なお、ホップで苦味を加えますが、麦芽を使わないので、本来の「第三のビール」はビール特有の琥珀色がありません。「琥珀色」は「ビールらしさ」を示す重要な要素のために、「カラメル」や、「おでん汁(糖類とアミノ酸)=メラノイジン」で琥珀色や味を加えるなど各社いろいろと工夫されているとのことです(朝日新聞から)。
しかしながら商品の性格上、昔ながらの力強い味を求める「ビール党」の人々には物足りないと評されいますが、一方では家庭の財布を握る主婦層からは「このご時世、倹約の為にはこれで我慢」とか、価格の魅力だけでなく、軽くて飲みやすいと愛好する人も多く、人気で、売り上げを伸ばしています。
業界発表によるビール類総出荷量(大手4社とオリオンビールの主要5社計)によると、大手4社すべてが市場に参入した4月には、「第3のビール」の出荷量はビール・発泡酒も含めたビール関連飲料全体の約2割(19.4%)に達し、それまでの最高になりました。2社だけだった前月に比べ一気に2.5倍となり、ビール・発泡酒に比べた価格の安さや飲み口の軽さを武器に、シェアが急拡大しています。反面、ビール・発泡酒とも大幅に減少し、特に発泡酒が苦戦を強いられているということです。
これからもビールや発泡酒より安いのが売り物である後輩格の「第三のビール」の市場が拡大していくのは確実で、かつて発泡酒がビールの市場を侵食したように、この夏の主役になり、「第三のビール」もビールと発泡酒の市場に食い込んでいくことでしょう。
しかし、「第三のビール」が伸び、ビールや発泡酒のシェアを取れば取るほど国に入る税金が減るので、政府税制調査会は2006年度税制改正で「第三のビール」に対する課税を強化する方針で、酒税を抜本的に見直す考えであると伝えられています。「第三のビール」の市場が拡大していく中での「増税」圧力が高まるのは必至のようです。

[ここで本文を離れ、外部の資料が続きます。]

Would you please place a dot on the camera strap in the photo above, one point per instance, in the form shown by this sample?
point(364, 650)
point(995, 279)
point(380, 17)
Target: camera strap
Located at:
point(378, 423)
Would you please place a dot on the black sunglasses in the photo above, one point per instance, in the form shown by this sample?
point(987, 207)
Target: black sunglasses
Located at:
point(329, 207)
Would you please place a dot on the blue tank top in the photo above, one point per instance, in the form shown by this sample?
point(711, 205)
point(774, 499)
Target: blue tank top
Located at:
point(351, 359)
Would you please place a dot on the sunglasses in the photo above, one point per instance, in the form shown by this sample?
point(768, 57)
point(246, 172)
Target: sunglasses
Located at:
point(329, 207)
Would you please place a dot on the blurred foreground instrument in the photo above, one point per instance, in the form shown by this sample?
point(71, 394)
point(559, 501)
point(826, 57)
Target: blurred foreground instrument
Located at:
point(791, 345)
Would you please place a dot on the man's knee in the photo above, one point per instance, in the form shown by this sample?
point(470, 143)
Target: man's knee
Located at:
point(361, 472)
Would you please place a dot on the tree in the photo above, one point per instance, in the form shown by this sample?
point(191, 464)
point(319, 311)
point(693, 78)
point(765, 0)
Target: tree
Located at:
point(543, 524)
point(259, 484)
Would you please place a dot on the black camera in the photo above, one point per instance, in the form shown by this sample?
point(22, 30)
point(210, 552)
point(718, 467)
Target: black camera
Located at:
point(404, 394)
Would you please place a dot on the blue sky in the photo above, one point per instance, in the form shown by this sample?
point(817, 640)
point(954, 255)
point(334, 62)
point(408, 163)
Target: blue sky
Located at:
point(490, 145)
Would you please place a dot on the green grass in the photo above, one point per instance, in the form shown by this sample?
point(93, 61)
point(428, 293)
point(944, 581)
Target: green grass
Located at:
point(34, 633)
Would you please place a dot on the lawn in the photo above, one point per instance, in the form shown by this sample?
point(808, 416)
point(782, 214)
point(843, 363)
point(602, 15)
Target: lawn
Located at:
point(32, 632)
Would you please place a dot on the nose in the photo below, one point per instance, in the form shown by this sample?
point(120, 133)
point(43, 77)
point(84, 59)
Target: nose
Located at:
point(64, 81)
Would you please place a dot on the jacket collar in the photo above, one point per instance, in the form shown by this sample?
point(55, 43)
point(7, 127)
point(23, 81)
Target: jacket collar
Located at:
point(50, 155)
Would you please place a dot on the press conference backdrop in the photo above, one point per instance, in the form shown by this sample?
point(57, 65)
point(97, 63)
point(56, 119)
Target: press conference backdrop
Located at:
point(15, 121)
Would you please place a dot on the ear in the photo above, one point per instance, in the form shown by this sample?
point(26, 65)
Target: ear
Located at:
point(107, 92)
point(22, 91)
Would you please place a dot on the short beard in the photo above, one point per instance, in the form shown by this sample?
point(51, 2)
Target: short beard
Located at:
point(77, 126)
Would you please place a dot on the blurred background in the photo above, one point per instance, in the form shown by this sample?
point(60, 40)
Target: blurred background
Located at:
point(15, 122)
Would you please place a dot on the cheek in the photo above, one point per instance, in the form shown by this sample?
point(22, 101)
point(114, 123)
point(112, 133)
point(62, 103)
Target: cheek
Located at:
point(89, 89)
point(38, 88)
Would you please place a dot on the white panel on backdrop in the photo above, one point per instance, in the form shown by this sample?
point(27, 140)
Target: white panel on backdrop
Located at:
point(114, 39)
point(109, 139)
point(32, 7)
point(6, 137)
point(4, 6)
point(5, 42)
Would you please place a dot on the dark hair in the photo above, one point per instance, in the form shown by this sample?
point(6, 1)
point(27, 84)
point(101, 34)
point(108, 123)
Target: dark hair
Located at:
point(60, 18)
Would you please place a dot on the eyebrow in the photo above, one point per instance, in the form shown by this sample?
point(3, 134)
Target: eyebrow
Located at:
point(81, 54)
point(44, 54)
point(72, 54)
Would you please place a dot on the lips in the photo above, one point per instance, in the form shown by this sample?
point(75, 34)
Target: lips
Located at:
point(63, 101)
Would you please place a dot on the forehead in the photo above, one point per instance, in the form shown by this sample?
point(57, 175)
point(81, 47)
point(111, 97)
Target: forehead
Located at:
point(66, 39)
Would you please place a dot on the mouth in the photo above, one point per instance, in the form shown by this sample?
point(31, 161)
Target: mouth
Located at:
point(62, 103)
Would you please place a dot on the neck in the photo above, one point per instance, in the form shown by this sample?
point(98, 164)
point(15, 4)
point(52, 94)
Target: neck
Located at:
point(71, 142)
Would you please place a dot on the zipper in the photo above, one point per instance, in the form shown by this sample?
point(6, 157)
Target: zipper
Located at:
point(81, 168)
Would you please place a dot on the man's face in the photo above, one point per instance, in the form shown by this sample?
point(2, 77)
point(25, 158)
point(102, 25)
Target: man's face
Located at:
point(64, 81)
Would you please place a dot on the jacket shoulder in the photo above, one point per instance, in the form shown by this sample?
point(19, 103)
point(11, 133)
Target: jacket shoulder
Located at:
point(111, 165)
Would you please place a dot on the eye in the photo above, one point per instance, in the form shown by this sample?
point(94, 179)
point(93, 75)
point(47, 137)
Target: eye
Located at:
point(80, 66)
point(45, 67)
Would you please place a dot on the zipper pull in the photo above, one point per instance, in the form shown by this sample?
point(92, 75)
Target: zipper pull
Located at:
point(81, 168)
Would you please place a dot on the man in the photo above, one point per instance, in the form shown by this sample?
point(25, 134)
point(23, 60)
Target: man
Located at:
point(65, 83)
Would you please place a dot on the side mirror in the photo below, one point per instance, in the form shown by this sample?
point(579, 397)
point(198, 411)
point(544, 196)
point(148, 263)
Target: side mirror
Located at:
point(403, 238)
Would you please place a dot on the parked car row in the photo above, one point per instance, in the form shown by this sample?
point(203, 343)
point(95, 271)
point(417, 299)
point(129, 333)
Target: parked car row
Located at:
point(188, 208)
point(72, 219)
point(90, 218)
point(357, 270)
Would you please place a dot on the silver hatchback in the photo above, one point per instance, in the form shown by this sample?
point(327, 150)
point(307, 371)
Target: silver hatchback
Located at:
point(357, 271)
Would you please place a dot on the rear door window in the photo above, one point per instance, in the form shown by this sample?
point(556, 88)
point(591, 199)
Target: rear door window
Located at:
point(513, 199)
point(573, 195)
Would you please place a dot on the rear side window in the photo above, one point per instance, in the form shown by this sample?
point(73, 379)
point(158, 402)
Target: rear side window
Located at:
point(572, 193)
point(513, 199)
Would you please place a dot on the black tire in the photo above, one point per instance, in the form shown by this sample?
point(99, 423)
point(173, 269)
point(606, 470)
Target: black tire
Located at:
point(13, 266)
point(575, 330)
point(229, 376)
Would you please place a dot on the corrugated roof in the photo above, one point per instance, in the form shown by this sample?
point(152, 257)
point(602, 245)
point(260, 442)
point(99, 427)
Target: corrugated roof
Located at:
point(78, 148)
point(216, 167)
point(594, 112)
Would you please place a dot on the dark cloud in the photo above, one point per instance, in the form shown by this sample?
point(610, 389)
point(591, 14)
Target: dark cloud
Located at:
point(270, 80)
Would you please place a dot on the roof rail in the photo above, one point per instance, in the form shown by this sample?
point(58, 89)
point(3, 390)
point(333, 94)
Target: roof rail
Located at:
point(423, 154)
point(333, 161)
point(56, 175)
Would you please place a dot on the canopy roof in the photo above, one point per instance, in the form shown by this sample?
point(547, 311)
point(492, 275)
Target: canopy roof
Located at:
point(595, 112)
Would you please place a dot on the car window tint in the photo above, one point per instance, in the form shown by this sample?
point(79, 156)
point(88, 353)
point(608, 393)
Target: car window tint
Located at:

メーカーが「節税」のために、苦労し努力・工夫して商品化した「第三のビール」。缶の表示にある原材料名を見ながら、今年はこの「節税」ビールで潤っては如何でしょうか。
乾杯のあとはお酒などなど…それでは「第三の酒」とは
酒の肴(さかな)も豊富。さらに清酒(日本酒、単に酒)、焼酎(しょうちゅう)も出て、好みのお酒を各人各様で飲み、雰囲気も盛り上がってきました。さて、ここで「第三の酒」とはどんなお酒でしょうか。それは焼酎のことです。清酒、ビールに次ぐお酒ということです。
これは元東京国税局鑑定官室長で評論家となられた焼酎博士、菅間誠之助さんの名著「見なおされる第三の酒」からきています。菅間博士が焼酎を「見なおされる第三の酒」として表現され同名の本を上梓されたのが1975(昭和50)年のことです。これをきっかけに焼酎が見直されて、人気が出始め、1977(昭和52)年ころから名実共に「第三の酒」となりました。
それまでは戦後(第2次世界大戦)の混乱期に出回った粗悪な密造酒が「かすとり」といわれたことがあり、それと混同されたり、焼酎という文字から「焼酎」をやけざけ(焼酒・自棄酒)、すなわち、やけになって飲む酒と見なし、焼酎全体が悪いイメージをもたれたこともありました。この「焼酎イコール低級な酒」と言われていた時代から、頑張ってこられた焼酎博士菅間誠之助先生の念願が認められ、「焼酎も日本の国酒」と認識されるようになりました。
今では、焼酎の種類も使用するデンプン質原料のによって、米焼酎、いも焼酎、麦焼酎、黒糖焼酎、そば焼酎などがあり、さらにトウモロコシ、ヒエ、アワ、キビ、および上質の米ぬかなどを原料にしたものや、沖縄特産の泡盛などがあり、好みに応じて多くの人に、堂々と愛飲されています。まさに日本酒、ビールに次ぐ、「第三の酒」になっています。